McBride Michael G, Kirshbom Paul M, Gaynor J William, Ittenbach Richard F, Wernovsky Gil, Clancy Robert R, Flynn Thomas B, Hartman Diane M, Spray Thomas L, Tanel Ronn E, Santiago Mayra C, Paridon Stephen M
Division of Cardiology, The Children's Hospital of Philadelphia and the University of Pennsylvania School of Medicine, Philadelphia, Pa 19104, USA.
J Thorac Cardiovasc Surg. 2007 Jun;133(6):1533-9. doi: 10.1016/j.jtcvs.2006.12.032.
We evaluated cardiopulmonary function at rest and during exercise in children after surgical repair for total anomalous pulmonary venous connection.
Long-term assessment of cardiopulmonary function during exercise in children after repair for total anomalous pulmonary venous connection during infancy is limited.
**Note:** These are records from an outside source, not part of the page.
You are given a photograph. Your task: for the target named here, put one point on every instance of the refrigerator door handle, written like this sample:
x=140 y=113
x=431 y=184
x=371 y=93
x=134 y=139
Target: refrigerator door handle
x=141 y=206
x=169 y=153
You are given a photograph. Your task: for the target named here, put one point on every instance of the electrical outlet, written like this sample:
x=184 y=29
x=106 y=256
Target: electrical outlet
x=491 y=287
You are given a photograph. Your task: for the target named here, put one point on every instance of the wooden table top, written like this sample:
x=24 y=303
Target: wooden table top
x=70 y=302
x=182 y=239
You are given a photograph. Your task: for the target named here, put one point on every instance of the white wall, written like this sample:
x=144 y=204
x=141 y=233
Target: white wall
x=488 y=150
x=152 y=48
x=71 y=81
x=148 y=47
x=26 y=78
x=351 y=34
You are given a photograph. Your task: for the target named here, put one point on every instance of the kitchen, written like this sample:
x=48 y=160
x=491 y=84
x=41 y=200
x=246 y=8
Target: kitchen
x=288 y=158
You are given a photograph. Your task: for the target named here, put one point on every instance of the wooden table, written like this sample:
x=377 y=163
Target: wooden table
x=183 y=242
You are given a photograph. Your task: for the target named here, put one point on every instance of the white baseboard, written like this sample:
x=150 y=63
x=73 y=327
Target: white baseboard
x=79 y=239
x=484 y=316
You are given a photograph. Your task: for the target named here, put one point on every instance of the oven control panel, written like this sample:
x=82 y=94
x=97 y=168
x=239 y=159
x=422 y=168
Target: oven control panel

Resting lung function and cardiopulmonary function during maximal ramp cycle ergometry were evaluated in 27 patients (age = 11 +/- 4 years, 20 were male). Peak oxygen consumption, ventilatory anaerobic threshold, and physical working capacity were compared with normal reference values. Neurologic assessment included neuromuscular function, inattentiveness, and hyperactivity. Patient- and procedure-related variables were assessed for association with peak oxygen consumption, ventilatory anaerobic threshold, and physical working capacity.
Compared with healthy children, peak oxygen consumption (88% +/- 16% of predicted) and ventilatory anaerobic threshold (91% +/- 21% of predicted) were mildly reduced. Chronotropic impairment was observed in 7 patients (32%). Patients with impaired resting lung mechanics were more likely to have impairment in peak oxygen consumption (P < .05). Breathing reserve was normal. Specific anatomy and all operative factors did not have a significant impact on overall exercise performance. Composite score for fine and gross motor function was associated with lower ventilatory anaerobic threshold (P < .05).
Exercise performance is mildly impaired at long-term follow-up after total anomalous pulmonary venous connection repair during infancy. Residual pulmonary abnormalities are common and associated with lower exercise performance. Neurologic abnormalities are evident in a subgroup, but the impact on late exercise performance is inconclusive.
我们评估了完全性肺静脉异位连接手术修复后儿童静息和运动时的心肺功能。
婴儿期完全性肺静脉异位连接修复后儿童运动时心肺功能的长期评估有限。
对27例患者(年龄 = 11±4岁,20例为男性)进行了静息肺功能和最大斜坡周期运动试验时的心肺功能评估。将峰值耗氧量、通气无氧阈和体力工作能力与正常参考值进行比较。神经学评估包括神经肌肉功能、注意力不集中和多动。评估患者及手术相关变量与峰值耗氧量、通气无氧阈和体力工作能力的相关性。
与健康儿童相比,峰值耗氧量(预测值的88%±16%)和通气无氧阈(预测值的91%±21%)轻度降低。7例患者(32%)观察到变时性功能障碍。静息肺力学受损的患者更有可能出现峰值耗氧量受损(P < 0.05)。呼吸储备正常。特定解剖结构和所有手术因素对总体运动表现没有显著影响。精细和粗大运动功能综合评分与较低的通气无氧阈相关(P < 0.05)。
婴儿期完全性肺静脉异位连接修复后的长期随访中运动表现轻度受损。残留肺部异常常见且与较低的运动表现相关。神经学异常在一个亚组中明显,但对后期运动表现的影响尚无定论。